In this way, the Alliance remained consistent with the NATO-Russia Founding Act of 1997, in which it pledged to renounce "additional permanent stationing of significant combat forces" in the new Eastern member states "in the current and foreseeable security environment."
However, there is now a general agreement within NATO that those promises are no longer valid, bearing in mind that Russia has openly violated the agreement by invading a sovereign European state. Since Russian tanks entered Ukraine in February, NATO has doubled its so-called "enhanced forward presence" and announced plans to position similar combat-ready multinational units in Slovakia, Hungary, Romania and Bulgaria.
NATO now has 40 troops on its eastern perimeter under direct command - ten times more than in peacetime - but many eastern officials see this as just the beginning of a much larger military build-up, which they hope will be included in the new Strategic Concept that should be adopted at the summit in Madrid at the end of June.
There is much that NATO needs to do.
It needs to upgrade air controls in the Baltic and Black Sea regions to a fully integrated air defense, with additional radars and surface-to-air missiles, as well as fighter jets deployed closer to Russia.
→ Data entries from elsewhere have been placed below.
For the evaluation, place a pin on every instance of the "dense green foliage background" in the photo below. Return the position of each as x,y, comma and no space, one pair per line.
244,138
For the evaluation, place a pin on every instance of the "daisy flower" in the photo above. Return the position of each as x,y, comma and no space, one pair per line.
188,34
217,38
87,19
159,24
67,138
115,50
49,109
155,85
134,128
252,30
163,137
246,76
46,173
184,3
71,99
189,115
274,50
It should also conduct increased collective defense exercises to ensure that its "rapid reinforcement in a crisis" strategy works in practice and that allied forces are able to operate together with standard equipment and communications.
But all this is still a far cry from the "forward defense" posture that the Alliance had in Germany during the Cold War. NATO's mission at the time was to stop Soviet tanks from crossing the Fulda Gap, a strategic valley between the East German border and Frankfurt, West Germany - a major financial center and home to a US air base.
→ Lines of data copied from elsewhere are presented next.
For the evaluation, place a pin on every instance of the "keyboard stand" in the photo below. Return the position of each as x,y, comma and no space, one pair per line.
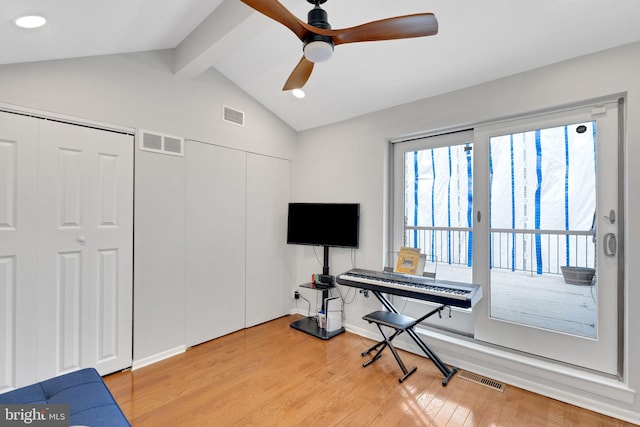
405,326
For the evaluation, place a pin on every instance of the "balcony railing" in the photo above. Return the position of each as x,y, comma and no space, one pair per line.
538,251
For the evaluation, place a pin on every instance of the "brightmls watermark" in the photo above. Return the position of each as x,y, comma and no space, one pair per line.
34,415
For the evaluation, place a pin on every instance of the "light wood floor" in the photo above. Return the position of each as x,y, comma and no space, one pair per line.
273,375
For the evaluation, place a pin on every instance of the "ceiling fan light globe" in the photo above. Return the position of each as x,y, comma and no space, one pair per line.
318,51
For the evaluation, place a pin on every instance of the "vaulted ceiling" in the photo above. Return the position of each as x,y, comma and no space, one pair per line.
476,42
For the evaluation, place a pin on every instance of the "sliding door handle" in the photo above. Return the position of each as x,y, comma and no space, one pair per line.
610,244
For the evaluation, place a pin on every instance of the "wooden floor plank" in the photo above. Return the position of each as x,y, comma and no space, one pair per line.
273,375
Today, some generals see a similar strategic vulnerability in the so-called Suvalki Gap, an area on the Polish-Lithuanian border that separates the Russian Baltic exclave of Kaliningrad from the territory of Russian ally Belarus. They fear that Russian troops could quickly seize this 65-kilometer corridor, cutting off the Baltic states from the rest of Europe.
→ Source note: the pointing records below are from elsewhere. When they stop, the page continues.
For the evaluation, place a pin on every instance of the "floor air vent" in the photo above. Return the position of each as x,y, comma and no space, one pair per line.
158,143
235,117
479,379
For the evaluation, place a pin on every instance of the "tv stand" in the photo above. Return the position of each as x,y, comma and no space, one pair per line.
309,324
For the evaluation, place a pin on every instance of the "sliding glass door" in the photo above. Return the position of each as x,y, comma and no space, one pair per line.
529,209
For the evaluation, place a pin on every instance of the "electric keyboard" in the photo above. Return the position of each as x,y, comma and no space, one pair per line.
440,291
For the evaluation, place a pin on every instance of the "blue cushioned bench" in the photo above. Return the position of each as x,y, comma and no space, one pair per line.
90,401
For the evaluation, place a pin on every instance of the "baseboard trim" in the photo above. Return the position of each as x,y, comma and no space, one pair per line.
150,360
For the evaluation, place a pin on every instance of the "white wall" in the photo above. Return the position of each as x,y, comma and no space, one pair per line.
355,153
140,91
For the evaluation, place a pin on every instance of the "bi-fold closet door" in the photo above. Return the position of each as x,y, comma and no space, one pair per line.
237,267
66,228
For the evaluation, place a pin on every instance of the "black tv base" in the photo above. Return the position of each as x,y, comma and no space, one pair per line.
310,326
Therefore, the desire for a stronger, permanent force that would make the red line for Moscow even wider is understandable. But therein lies the danger of going down the wrong path.
In 21st century warfare, maneuverable anti-platform weapons are more likely to defeat expensive platforms, such as tanks, heavy bombers or aircraft carriers. They are also many times cheaper and faster to acquire.
"In this era of semi-automated counter-platform warfare, the attack to seize territory is more difficult than it has ever been ... until robots are available in sufficient quantities to do such things," said Chris Kremidas Courtney, a former US Army officer and partner in the Friends organization. of Europe". "The infantry squad of the future may consist of one man and nine robots, and their lethality may be in the range of a tank company".
There is no use in preparing to fight yesterday's wars. NATO needs to think smart, not hard. It should be nimble, light and fast in its territorial defense, aware of the situation in real time, and not build a static Maginot line on the eastern front.
Moshe Dayan, the legendary Israeli general and defense minister, jokingly used to say "when a lion lies down with a lamb, I want to be a lion." However, Ukraine's prickly defense shows that when a lion lies down with a hedgehog, it may be better to be the hedgehog.